The Australian Securities and Investments Commission (ASIC) recently published a report dealing with consumer experiences with reverse mortgages, and the document made for disturbing reading.
The bottom line is that reverse mortgages are complex products that are not well understood by many consumers.
By implication, this failure to understand reverse mortgages suggests that those providing the explanations are not doing a very good job.
The ASIC report identified a number of problem areas that it said had the “potential to hinder informed decisions and increase the risk of future problems”, including:
n a lack of familiarity with reverse mortgages;
n the complex nature of these financial products and their dissimilarity to other credit products;
n a reluctance to consider the risk of declining health in the future and the impact of this on financial needs; and
n children encouraging their older parents to take out a reverse mortgage or use the funds for the benefit of these children, in inappropriate circumstances.

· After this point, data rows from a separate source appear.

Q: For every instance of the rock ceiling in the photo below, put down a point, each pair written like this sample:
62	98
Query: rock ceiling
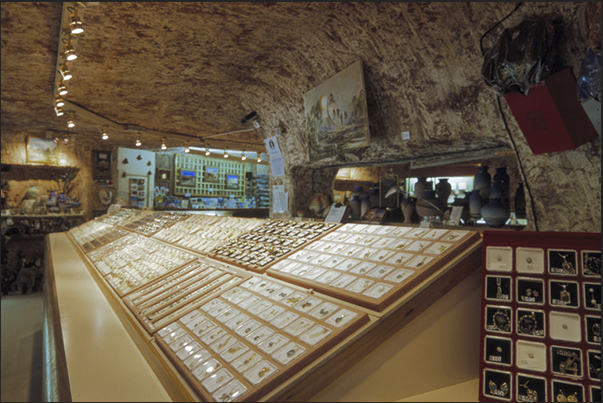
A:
198	68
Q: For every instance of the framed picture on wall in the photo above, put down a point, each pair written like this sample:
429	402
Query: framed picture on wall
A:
232	182
102	163
187	178
212	174
163	175
43	151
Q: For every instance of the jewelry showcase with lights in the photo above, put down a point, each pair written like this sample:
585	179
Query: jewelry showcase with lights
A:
541	317
237	332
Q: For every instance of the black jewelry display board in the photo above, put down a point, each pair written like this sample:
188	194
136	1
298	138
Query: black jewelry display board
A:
541	317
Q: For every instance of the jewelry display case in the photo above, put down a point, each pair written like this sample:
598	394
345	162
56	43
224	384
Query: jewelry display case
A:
541	317
269	243
150	224
241	344
202	234
174	295
371	265
215	329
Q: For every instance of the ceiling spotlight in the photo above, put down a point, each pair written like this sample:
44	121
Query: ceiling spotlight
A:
69	51
64	70
61	88
58	101
71	122
75	23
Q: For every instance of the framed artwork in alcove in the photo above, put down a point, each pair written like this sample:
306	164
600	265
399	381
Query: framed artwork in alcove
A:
336	114
102	164
41	151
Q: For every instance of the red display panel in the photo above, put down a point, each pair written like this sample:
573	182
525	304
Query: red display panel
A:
541	317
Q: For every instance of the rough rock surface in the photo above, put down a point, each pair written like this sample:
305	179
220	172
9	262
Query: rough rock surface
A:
197	68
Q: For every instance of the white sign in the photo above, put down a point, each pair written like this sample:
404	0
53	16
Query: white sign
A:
272	147
276	164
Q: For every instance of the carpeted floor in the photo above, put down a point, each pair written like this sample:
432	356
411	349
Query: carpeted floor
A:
22	324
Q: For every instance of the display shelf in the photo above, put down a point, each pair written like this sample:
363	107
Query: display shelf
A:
370	265
541	317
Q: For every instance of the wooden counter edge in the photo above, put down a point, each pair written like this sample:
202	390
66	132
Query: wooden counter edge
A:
55	377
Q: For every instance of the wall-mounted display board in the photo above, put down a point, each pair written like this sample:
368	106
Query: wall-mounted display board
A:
202	176
541	317
251	338
269	243
371	265
202	233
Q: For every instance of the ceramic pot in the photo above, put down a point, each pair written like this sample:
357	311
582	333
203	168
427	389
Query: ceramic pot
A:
495	213
408	208
358	191
421	186
365	205
501	176
374	197
355	205
475	205
496	191
429	205
464	203
32	193
520	202
482	181
52	199
443	190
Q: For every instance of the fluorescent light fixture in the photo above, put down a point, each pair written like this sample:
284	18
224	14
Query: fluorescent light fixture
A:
75	23
61	88
64	70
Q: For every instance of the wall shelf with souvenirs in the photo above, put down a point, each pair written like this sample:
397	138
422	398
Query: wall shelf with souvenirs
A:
541	317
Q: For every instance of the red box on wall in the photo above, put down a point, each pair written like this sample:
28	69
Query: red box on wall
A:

It would, of course, be wrong to suggest that the financial services industry has not, via organisations such as the Senior Australians Equity Release Association of Lenders (Sequal), been trying to address the issues identified by ASIC, but there is clearly a long way to go.
What is more, financial planners and others involved in the selling of reverse mortgage products need to understand that the Australian media will not treat them sympathetically when and if consumers claim to have been disadvantaged or to have lost their homes.
Reverse mortgages will always be a tricky product within the Australian financial services landscape simply because this is a nation that holds home-ownership to be both an ideal and a right.
It is, of course, a measure of the amount of money that Australians have tied up in bricks and mortar that, while largely misunderstood, reverse mortgages have grown in popularity.
While those specialising in reverse mortgages will undoubtedly move to defend their approach and the validity of their products, they should nonetheless accept the ASIC report as a cautionary sign that there are things they need to be doing better.
Sequal has consistently sought to raise the bar on standards within the industry. Further work remains to be done.